True if individual regions can be drivers, False otherwise.

Type:: bool

is_driver_SNV_model

True if individual SNVs can impact fitness, False otherwise.

Type:: bool

abstractmethod check_viability(clone)

Checks if clone passes viability checkpoints based on mutated driver stats.

Parameters:: clone (Clone) – The clone object in question.
Returns:: True if passes, False if not.
Return type:: (bool)

abstractmethod compute_fitness(clone): Computes the fitness of a clone.

abstractmethod get_driver_start_regions(cell, chromosome, size)

Identifies the possible start region indices of a driver event.

Parameters:

cell (Cell) – The current cell.
chromosome (Chromosome) – The current chromosome.
size (int) – The size in number of regions of the event (1 for SNVs, >=1 for CNAs).

abstractmethod get_passenger_start_regions(cell, chromosome, size)

Identifies the possible start region indices of a passenger event.

Parameters:

cell (Cell) – The current cell.
chromosome (Chromosome) – The current chromosome.
size (int) – The size in number of regions of the event (1 for SNVs, >=1 for CNAs).

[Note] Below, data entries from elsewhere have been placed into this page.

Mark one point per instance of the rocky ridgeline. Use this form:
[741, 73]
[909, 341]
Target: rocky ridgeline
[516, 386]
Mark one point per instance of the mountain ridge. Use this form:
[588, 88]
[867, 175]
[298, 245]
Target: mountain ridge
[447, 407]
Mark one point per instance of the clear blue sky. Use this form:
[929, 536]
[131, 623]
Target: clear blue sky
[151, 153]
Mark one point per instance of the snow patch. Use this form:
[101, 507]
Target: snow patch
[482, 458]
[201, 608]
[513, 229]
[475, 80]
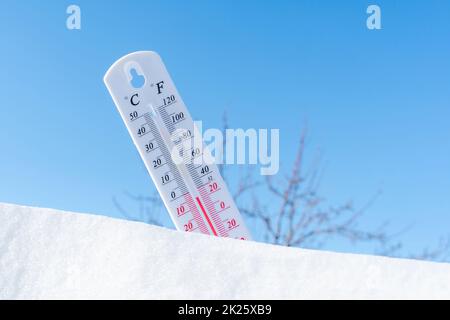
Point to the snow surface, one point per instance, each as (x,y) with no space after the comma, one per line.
(50,254)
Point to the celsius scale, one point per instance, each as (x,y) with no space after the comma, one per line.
(164,133)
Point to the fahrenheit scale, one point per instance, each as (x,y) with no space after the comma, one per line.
(164,133)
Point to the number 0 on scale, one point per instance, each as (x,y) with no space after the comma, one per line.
(193,192)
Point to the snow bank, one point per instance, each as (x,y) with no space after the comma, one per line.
(52,254)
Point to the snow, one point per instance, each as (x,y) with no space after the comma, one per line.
(46,253)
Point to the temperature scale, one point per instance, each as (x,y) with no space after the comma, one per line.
(164,133)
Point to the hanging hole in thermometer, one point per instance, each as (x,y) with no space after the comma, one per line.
(163,131)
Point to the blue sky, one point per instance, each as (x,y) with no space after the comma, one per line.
(377,103)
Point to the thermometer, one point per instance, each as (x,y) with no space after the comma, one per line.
(166,137)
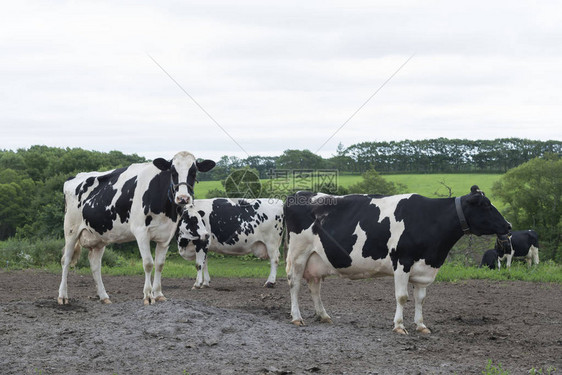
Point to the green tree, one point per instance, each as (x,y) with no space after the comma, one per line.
(533,193)
(300,159)
(374,183)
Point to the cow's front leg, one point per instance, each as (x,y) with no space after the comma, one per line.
(148,265)
(273,264)
(401,293)
(200,260)
(295,269)
(315,285)
(69,249)
(206,277)
(159,259)
(95,256)
(419,297)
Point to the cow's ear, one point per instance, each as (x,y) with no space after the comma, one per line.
(162,164)
(205,165)
(476,190)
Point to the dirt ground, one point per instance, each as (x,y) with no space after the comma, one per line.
(238,327)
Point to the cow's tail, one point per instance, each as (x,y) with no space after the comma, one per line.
(75,254)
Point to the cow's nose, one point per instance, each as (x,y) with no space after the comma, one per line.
(183,200)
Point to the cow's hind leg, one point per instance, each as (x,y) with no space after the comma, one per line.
(148,265)
(401,294)
(200,265)
(273,253)
(159,259)
(295,269)
(95,256)
(71,242)
(419,297)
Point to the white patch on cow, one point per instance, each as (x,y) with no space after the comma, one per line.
(422,274)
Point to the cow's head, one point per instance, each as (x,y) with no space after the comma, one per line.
(192,234)
(183,170)
(481,216)
(503,245)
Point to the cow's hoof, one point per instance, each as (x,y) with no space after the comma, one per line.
(298,322)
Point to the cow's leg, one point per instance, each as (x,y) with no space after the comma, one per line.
(535,251)
(273,253)
(206,277)
(200,260)
(315,286)
(401,294)
(159,259)
(295,270)
(419,296)
(94,256)
(70,244)
(508,263)
(148,265)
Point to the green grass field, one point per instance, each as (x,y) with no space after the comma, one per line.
(429,185)
(247,266)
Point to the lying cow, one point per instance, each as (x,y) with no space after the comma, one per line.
(360,236)
(142,202)
(525,243)
(237,227)
(491,258)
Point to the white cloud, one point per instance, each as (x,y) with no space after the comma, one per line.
(275,75)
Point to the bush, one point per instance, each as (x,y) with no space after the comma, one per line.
(25,253)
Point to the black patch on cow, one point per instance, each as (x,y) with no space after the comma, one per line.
(183,242)
(158,198)
(336,222)
(82,188)
(95,211)
(522,240)
(424,237)
(229,221)
(125,200)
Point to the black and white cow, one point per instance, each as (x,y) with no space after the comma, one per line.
(491,258)
(361,236)
(524,243)
(142,202)
(237,227)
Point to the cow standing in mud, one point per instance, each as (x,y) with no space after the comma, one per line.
(237,227)
(142,202)
(525,244)
(361,236)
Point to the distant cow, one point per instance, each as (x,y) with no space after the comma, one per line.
(525,243)
(360,236)
(142,202)
(237,227)
(491,258)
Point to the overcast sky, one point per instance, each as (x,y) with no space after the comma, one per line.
(275,75)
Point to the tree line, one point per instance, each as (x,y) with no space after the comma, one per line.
(439,155)
(31,180)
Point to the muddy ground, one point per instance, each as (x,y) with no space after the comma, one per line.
(238,327)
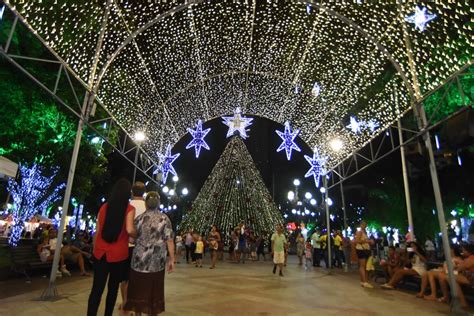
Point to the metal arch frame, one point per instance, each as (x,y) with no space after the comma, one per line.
(181,7)
(359,161)
(210,77)
(341,17)
(146,163)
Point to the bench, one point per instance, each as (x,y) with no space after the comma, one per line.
(25,258)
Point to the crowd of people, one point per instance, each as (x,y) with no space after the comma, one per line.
(134,245)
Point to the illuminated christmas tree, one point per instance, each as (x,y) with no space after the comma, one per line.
(32,193)
(233,192)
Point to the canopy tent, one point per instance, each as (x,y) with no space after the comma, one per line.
(165,64)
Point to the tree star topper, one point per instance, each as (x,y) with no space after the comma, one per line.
(198,138)
(237,123)
(288,138)
(317,166)
(420,18)
(167,163)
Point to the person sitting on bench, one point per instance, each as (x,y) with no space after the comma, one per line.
(414,267)
(44,251)
(70,253)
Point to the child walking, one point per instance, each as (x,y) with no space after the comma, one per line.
(199,251)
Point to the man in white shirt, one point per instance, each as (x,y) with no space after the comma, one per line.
(315,242)
(138,202)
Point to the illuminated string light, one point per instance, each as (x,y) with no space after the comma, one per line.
(420,18)
(244,58)
(237,124)
(32,193)
(317,164)
(167,163)
(198,138)
(316,90)
(288,138)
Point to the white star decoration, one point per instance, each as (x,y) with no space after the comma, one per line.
(316,90)
(198,138)
(420,18)
(317,166)
(288,138)
(237,123)
(166,162)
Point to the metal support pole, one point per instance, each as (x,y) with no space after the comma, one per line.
(135,165)
(328,222)
(87,105)
(344,214)
(456,308)
(406,183)
(51,291)
(420,114)
(10,35)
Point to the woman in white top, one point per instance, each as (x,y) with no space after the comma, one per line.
(415,266)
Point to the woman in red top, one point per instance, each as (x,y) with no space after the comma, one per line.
(114,226)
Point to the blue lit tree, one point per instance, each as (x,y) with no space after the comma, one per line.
(32,193)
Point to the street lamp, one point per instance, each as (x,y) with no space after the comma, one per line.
(291,195)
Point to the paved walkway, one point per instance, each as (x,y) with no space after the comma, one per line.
(238,289)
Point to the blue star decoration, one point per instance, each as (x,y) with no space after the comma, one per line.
(237,124)
(317,166)
(288,137)
(372,125)
(166,161)
(198,138)
(420,18)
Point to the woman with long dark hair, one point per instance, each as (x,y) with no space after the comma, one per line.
(146,293)
(114,226)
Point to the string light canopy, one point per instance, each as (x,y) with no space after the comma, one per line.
(165,64)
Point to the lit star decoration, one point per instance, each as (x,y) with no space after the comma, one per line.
(198,138)
(288,137)
(316,90)
(167,163)
(237,123)
(372,125)
(420,18)
(317,164)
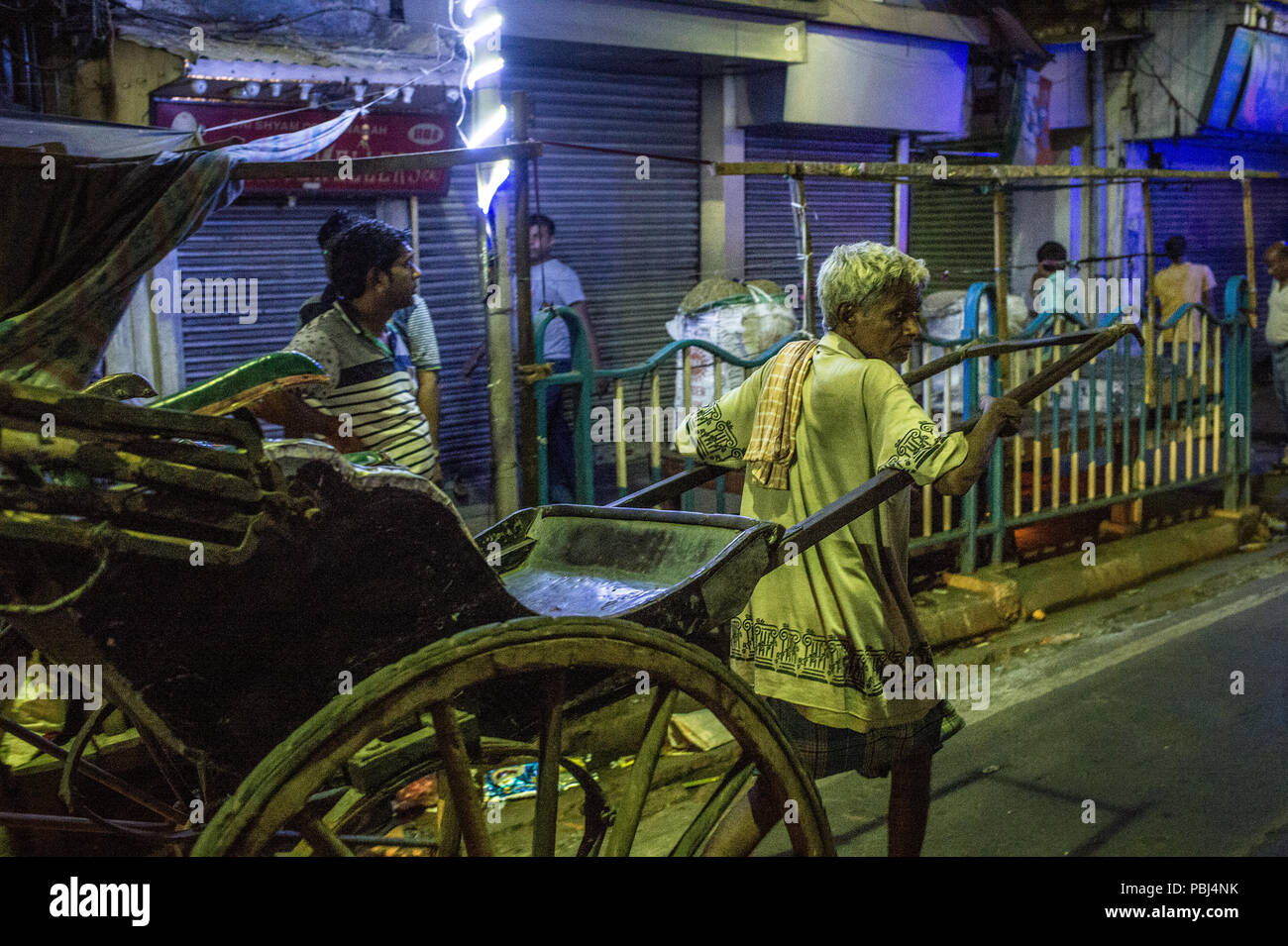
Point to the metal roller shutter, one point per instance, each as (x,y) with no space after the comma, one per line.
(634,244)
(1210,215)
(840,211)
(450,284)
(256,240)
(951,228)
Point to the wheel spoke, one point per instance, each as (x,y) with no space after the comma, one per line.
(546,813)
(642,773)
(711,812)
(321,838)
(449,825)
(464,796)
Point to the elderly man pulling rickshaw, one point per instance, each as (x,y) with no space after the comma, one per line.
(818,420)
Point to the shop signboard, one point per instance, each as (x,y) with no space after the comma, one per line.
(370,136)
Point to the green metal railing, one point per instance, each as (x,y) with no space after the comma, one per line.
(1134,421)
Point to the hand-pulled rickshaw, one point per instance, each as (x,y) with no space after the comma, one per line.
(299,644)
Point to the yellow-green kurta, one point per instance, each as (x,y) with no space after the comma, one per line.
(819,631)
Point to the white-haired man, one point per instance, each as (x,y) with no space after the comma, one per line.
(816,421)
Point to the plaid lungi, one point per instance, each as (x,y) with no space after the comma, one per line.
(827,751)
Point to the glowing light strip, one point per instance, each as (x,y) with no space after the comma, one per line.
(487,129)
(485,27)
(488,67)
(500,171)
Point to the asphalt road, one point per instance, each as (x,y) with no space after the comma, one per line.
(1134,714)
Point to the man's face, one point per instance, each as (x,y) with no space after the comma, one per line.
(540,244)
(888,330)
(398,283)
(1278,266)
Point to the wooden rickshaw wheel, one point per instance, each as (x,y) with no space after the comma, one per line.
(275,795)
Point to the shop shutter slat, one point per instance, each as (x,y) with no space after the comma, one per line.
(634,244)
(265,241)
(840,211)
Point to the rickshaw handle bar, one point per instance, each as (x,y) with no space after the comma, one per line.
(812,529)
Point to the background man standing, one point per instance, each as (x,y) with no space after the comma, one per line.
(369,403)
(553,284)
(1180,283)
(1276,330)
(415,345)
(814,422)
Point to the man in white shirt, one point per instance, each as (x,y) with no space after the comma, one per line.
(1276,330)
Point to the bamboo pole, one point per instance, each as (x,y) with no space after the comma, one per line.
(1146,312)
(523,308)
(889,170)
(1249,246)
(384,163)
(804,253)
(618,434)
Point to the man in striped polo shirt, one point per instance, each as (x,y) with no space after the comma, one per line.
(370,403)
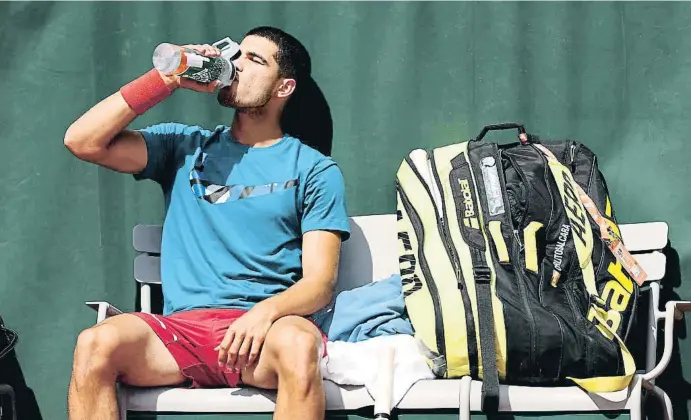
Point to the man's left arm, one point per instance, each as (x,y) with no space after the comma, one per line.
(320,252)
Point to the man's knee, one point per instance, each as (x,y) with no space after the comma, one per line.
(297,350)
(95,350)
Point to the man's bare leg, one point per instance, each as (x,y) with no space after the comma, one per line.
(122,347)
(289,362)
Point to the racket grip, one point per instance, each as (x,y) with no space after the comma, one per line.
(382,401)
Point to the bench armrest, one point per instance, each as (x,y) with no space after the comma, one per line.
(104,310)
(674,310)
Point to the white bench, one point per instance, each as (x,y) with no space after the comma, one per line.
(370,255)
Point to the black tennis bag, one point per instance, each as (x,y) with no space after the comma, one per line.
(512,263)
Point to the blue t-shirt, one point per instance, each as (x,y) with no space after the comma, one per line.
(235,215)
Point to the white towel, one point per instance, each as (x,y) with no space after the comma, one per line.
(349,363)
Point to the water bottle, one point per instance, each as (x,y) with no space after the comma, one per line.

abstractmethod init_attributes(clone)

Creates an Attributes object for a clone and updates it to reflect its genome state.

Parameters:: clone (Clone) – The clone object in question.

abstractmethod init_base_fit(): Sets the base_fit attribute to the fitness of an unmutated Cell.

abstractmethod init_max_fit(): Sets the max_fit attribute to an estimate of the maximum possible fitness.

abstractmethod initialize(**kwargs): Function used to initialize the selection coefficients.

abstractmethod update_stats(clone, chromosome, start, end, mag=1)

Function which, upon a mutation occurring, updates intermediate stats stores in the clones Attributes object to make fitness computation more efficient.

Parameters:

clone (Clone) – The clone undergoing a mutation.
chromosome (Chromosome) – The Chromosome object being mutated.
start (int) – The index of the starting region.
end (int) – The index of the ending region.
mag (int) – If the event is a CNA (start != end), then it is the number of copies being gained. If the event is an SNV (start == end), then it interprets an SNV being added in region start.